- Directed by: Andy Garcia
- Written by: Andy Garcia
- Produced by: Andy Garcia; Jai Stefan; Frank Mancuso Jr.; Paul Soriano;
- Starring: Andy Garcia; Vicky Krieps; Brendan Fraser; Rosemarie DeWitt; Bill Murray; Dustin Hoffman; Demián Bichir; Danny Huston; LaTanya Richardson Jackson; Yul Vazquez; Robert Patrick; Rachel Ticotin;
- Cinematography: Tim Suhrstedt
- Edited by: Sandra Montiel; Emma E. Hickox;
- Music by: Arturo Sandoval; Andy Garcia;
- Production companies: Black Cap Pictures; CineSon Entertainment; Shrink Media;
- Distributed by: Sony Pictures Classics
- Release date: May 19, 2026 (Cannes);
- Running time: 118 minutes
- Country: United States
- Language: English

= Diamond (2026 film) =

Diamond is a 2026 American crime drama film written, produced, and directed by Andy Garcia. It also stars Vicky Krieps, Brendan Fraser, Rosemarie DeWitt, Bill Murray, Dustin Hoffman, Demián Bichir, Danny Huston, LaTanya Richardson Jackson, Yul Vazquez, Robert Patrick, and Rachel Ticotin.

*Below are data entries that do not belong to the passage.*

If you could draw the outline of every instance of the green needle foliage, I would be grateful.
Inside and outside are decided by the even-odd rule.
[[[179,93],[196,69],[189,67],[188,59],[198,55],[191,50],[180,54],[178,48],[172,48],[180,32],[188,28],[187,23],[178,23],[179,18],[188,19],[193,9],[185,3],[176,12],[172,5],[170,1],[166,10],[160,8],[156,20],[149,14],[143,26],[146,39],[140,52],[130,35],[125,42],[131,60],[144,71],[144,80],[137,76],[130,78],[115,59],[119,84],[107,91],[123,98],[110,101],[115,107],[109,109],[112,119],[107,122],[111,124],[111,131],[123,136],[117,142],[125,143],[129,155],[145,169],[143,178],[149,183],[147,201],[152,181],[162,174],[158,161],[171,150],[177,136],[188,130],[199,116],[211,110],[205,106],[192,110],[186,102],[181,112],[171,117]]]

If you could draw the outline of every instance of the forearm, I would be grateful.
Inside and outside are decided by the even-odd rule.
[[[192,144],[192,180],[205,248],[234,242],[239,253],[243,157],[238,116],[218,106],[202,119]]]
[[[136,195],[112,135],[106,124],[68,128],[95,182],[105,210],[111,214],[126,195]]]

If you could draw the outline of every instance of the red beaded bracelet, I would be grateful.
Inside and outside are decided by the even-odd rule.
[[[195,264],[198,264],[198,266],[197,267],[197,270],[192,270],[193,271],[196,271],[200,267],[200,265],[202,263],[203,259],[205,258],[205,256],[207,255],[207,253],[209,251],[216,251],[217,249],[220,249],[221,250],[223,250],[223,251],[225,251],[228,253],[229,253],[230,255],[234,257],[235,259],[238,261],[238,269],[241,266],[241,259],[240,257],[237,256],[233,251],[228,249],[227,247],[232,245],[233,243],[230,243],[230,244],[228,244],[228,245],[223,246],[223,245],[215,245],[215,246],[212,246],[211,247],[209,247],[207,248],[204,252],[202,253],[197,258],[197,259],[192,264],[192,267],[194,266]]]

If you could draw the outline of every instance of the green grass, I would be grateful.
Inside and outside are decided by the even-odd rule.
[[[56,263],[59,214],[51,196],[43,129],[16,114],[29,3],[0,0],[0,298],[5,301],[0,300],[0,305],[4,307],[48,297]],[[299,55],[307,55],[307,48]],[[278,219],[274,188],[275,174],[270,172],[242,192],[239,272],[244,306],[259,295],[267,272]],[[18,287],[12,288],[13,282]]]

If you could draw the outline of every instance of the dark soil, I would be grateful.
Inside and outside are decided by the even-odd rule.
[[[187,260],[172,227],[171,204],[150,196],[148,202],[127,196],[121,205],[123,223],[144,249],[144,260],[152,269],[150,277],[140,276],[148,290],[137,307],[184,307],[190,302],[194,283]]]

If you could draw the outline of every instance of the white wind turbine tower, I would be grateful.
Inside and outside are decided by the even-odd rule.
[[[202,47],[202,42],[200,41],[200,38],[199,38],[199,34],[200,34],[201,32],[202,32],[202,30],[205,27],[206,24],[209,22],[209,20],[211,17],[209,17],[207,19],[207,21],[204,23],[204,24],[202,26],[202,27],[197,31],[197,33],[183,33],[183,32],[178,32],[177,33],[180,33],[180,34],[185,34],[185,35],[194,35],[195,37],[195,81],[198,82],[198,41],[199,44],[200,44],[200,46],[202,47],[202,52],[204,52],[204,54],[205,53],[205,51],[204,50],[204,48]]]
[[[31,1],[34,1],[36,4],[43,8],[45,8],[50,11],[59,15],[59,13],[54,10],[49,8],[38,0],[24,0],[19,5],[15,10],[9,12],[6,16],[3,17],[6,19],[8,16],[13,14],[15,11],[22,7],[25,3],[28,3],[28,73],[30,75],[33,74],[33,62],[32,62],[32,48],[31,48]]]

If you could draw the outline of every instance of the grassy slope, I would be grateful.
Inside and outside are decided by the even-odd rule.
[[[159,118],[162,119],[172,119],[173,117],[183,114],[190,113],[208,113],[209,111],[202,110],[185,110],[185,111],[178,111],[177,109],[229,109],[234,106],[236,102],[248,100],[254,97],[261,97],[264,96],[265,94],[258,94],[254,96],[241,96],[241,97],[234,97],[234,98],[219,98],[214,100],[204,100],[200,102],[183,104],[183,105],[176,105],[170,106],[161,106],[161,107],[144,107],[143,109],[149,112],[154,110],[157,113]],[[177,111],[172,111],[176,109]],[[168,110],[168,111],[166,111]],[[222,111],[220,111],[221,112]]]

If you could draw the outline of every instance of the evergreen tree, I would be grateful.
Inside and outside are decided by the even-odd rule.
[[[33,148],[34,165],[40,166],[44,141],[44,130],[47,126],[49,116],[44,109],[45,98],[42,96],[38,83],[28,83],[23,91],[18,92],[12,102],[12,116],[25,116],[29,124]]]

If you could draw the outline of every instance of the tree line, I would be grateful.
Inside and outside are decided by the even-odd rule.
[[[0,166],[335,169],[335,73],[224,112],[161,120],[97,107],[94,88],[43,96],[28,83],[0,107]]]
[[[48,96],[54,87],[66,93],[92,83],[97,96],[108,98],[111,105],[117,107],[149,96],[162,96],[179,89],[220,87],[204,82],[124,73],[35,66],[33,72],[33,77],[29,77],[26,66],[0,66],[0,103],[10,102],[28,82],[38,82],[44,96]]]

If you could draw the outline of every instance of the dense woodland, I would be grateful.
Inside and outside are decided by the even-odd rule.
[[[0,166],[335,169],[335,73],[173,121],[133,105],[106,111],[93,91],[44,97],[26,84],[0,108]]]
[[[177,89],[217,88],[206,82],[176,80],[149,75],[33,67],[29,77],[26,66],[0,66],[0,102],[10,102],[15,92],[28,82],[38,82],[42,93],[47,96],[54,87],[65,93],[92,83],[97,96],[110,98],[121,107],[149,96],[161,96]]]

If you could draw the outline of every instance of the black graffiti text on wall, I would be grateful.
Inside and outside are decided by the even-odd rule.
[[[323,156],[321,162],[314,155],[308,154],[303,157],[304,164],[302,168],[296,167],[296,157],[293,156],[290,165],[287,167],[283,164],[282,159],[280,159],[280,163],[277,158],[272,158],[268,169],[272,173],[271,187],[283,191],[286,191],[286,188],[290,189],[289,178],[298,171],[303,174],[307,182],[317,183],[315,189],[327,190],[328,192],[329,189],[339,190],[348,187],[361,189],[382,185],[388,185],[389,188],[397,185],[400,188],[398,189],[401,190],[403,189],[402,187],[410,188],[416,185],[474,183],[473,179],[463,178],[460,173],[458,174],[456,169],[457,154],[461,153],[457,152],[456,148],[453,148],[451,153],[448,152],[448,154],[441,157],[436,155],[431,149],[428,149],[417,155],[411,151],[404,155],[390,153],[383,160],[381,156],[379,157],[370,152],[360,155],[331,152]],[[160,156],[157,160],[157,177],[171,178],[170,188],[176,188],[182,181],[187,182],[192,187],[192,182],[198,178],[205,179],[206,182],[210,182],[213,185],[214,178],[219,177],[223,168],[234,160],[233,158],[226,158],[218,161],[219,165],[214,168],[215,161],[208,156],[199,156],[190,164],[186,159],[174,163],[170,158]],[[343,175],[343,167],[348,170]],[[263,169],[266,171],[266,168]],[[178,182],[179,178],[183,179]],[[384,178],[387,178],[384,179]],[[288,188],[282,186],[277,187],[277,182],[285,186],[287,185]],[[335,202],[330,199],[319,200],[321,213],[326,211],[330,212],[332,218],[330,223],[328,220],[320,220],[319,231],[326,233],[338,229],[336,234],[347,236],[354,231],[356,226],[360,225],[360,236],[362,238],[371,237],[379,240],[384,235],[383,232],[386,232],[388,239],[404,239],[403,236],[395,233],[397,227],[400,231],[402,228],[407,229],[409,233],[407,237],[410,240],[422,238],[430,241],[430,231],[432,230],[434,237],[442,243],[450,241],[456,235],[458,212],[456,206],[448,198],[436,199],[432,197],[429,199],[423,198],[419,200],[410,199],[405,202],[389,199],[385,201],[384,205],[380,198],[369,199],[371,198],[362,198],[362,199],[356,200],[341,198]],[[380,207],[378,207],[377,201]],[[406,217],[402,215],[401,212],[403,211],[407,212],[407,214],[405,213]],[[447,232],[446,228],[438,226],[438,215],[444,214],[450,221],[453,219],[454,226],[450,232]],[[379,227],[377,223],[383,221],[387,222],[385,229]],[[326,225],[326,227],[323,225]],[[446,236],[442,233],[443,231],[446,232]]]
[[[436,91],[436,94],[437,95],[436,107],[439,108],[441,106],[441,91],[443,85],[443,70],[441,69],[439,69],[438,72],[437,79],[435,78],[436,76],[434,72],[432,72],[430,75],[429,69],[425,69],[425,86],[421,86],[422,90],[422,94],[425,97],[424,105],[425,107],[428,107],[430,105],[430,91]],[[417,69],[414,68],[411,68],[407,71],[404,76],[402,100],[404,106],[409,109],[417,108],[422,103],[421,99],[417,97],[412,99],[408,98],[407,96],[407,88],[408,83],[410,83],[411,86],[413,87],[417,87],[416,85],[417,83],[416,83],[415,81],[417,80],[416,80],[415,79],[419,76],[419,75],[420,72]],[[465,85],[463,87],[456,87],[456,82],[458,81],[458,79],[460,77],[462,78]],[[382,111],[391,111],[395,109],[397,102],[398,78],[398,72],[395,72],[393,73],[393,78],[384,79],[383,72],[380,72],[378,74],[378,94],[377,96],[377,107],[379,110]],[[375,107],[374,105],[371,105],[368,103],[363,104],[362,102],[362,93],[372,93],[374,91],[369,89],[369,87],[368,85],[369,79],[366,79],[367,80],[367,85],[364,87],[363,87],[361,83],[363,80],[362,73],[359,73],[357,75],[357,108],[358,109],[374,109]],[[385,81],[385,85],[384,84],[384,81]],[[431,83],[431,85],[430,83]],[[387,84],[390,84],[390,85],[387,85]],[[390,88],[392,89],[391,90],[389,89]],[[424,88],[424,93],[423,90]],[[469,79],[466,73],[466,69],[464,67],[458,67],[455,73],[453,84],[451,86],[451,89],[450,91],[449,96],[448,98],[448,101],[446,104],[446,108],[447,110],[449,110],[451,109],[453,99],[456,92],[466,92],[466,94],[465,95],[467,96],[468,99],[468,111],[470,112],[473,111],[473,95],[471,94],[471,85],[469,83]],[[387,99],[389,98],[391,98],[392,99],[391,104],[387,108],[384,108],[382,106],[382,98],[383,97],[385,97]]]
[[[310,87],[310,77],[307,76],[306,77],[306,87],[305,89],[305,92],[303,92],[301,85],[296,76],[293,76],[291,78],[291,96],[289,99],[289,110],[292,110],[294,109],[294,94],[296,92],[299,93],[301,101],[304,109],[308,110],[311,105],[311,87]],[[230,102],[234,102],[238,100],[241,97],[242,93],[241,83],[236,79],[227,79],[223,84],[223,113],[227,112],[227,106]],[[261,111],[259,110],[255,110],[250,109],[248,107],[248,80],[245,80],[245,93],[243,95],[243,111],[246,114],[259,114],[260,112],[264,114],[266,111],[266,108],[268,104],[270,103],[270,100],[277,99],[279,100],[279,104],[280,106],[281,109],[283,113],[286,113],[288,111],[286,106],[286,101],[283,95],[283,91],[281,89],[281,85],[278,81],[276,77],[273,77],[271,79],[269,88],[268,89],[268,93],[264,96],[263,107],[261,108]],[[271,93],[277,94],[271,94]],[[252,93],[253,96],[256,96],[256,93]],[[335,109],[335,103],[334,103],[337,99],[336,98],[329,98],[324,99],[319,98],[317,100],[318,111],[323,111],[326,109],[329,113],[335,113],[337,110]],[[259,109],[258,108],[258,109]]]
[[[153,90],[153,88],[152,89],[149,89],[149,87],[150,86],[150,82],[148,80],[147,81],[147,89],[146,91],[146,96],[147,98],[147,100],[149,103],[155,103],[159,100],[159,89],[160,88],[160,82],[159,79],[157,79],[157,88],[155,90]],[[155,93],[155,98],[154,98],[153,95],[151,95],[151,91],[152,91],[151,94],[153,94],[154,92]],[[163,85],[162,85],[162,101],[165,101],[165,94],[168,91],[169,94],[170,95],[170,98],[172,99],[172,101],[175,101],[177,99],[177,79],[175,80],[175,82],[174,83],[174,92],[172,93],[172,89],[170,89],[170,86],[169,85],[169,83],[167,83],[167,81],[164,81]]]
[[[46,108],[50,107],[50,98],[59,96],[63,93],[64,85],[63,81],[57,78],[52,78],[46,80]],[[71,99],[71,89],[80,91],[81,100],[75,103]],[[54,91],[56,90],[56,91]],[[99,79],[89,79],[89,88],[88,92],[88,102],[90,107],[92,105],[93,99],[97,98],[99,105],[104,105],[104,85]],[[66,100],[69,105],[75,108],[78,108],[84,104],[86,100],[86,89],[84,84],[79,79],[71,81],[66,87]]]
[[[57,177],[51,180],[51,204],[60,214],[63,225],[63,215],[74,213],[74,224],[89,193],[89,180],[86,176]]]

The film had its world premiere out of competition of the 2026 Cannes Film Festival on May 19. In July 2026, Sony Pictures Classics acquired distribution rights to the film for the world excluding France, Germany, Italy, and the CIS.

==Premise==
The story follows Joe Diamond, a man haunted by his past, who uses his exceptional wit and keen observation skills to uncover hidden truths and solve crimes in this contemporary noir tale.

==Cast==
- Andy Garcia as Joe Diamond, a private detective
- Vicky Krieps as Sharon Cobbs, a wealthy widow who employs Joe
- Brendan Fraser as "Danny Boy" McVicar, a legal expert
- Rosemarie DeWitt as Angel
- Bill Murray as Jimbo, a bartender
- Dustin Hoffman as Dr. Harry Kleiman, a coroner
- Demián Bichir as Alberto Echevarria, a gardener
- Danny Huston as Bruce Tenenbaum
- LaTanya Richardson Jackson as Elizabeth
- Yul Vazquez as The Butler, Sharon's butler
- Robert Patrick as Main Power Broker
- Rachel Ticotin as Mrs. Echevarria

==Production==
In October 2025, principal photography began in Los Angeles on a passion project that Andy Garcia had been developing for almost 15 years. A crime drama film written, produced, directed, and starring Garcia, alongside Vicky Krieps, Brendan Fraser, Rosemarie DeWitt, Bill Murray, Dustin Hoffman, Demián Bichir, Danny Huston, LaTanya Richardson Jackson, Yul Vazquez, Robert Patrick, and Rachel Ticotin.

==Reception==
The film has an 83% rating on Rotten Tomatoes based on 12 reviews, with an average rating of 6.3/10.

Jordan Mintzer of The Hollywood Reporter gave the film a positive review and wrote as the bottom line: “ A nostalgic crime flick with heart.”

Pete Hammond of Deadline Hollywood also gave the film a positive review and wrote, “With L.A. production, or lack of it, in the headlines a lot now, here is a movie waving the flag for it in ways that should be noticed. Garcia knew you can’t fake L.A. in a movie like this one. It has to be authentic, and Diamond is that and more.”

Therese Lacson of Collider rated the film a 7 out of 10.